BEETHOVEN Symphony No 7. Wellington's Victory
View record and artist detailsRecord and Artist Details
Composer or Director: Ludwig van Beethoven, Jan Ladislav Dussek, Ignace Joseph Pleyel
Genre:
Orchestral
Label: Alpha
Magazine Review Date: 03/2016
Media Format: CD or Download
Media Runtime: 63
Mastering:
DDD
Catalogue Number: ALPHA473
Tracks:
Composition | Artist Credit |
---|---|
Symphony No. 7 |
Ludwig van Beethoven, Composer
Ludwig van Beethoven, Composer Martin Haselböck, Conductor Vienna Academy Orchestra |
Jubel March |
Ignace Joseph Pleyel, Composer
Ignace Joseph Pleyel, Composer Martin Haselböck, Conductor Vienna Academy Orchestra |
The Brunswick March |
Jan Ladislav Dussek, Composer
Jan Ladislav Dussek, Composer Martin Haselböck, Conductor Vienna Academy Orchestra |
Wellingtons Sieg, '(Die) Schlacht bei Vittoria' |
Ludwig van Beethoven, Composer
Ludwig van Beethoven, Composer Martin Haselböck, Conductor Vienna Academy Orchestra |
Author: Richard Osborne
The Redoutensaal, the grand ballroom of Vienna’s Hofburg Palace, had been hired for the occasion to accommodate an unusually large orchestra and to make use of the adjacent corridors up which the opposing British and French forces could march. It was this spatial dimension of The Battle of Vitoria – or Wellington’s Victory as the piece came to be known after Wellesley’s elevation to a dukedom in 1814 – which so commended it to the stereophonic age. You probably recall Antál Dorati’s 1961 Mercury recording coupled with that famous bells-and-cannons account of Tchaikovsky’s 1812 Overture (11/61) or the rather spruce 1969 Berlin recording under Karajan (DG, 12/69).

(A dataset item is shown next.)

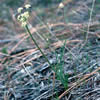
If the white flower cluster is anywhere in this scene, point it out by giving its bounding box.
[17,4,31,27]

These added pre-recorded gunfire. Martin Haselböck sticks with the augmented percussion section used at the first performance. This is absolutely right, though it rather underlines how musically threadbare the battle sequence is ahead of Beethoven’s victory fugue on ‘God save the King’. Haselböck takes the fugue rather slowly but that’s what happens when you put large orchestras into large halls. Beethoven probably did likewise back in 1813, assuming his hearing was up to it. I should add that the recording is first-rate.
Mälzel’s mechanical trumpet, a splendid-looking machine, makes a bright piping sound in the Pleyel and Dussek marches. As for the symphony, Haselböck draws from his period instrumentalists a performance that is as sonically satisfying as it is vital and well-proportioned. It also has a strong dance feel to it, as befits the ballroom ambience. The only thing that mystified me was a seeming lack of antiphonally divided violins, a point of some consequence in this symphony. A most absorbing disc, nonetheless.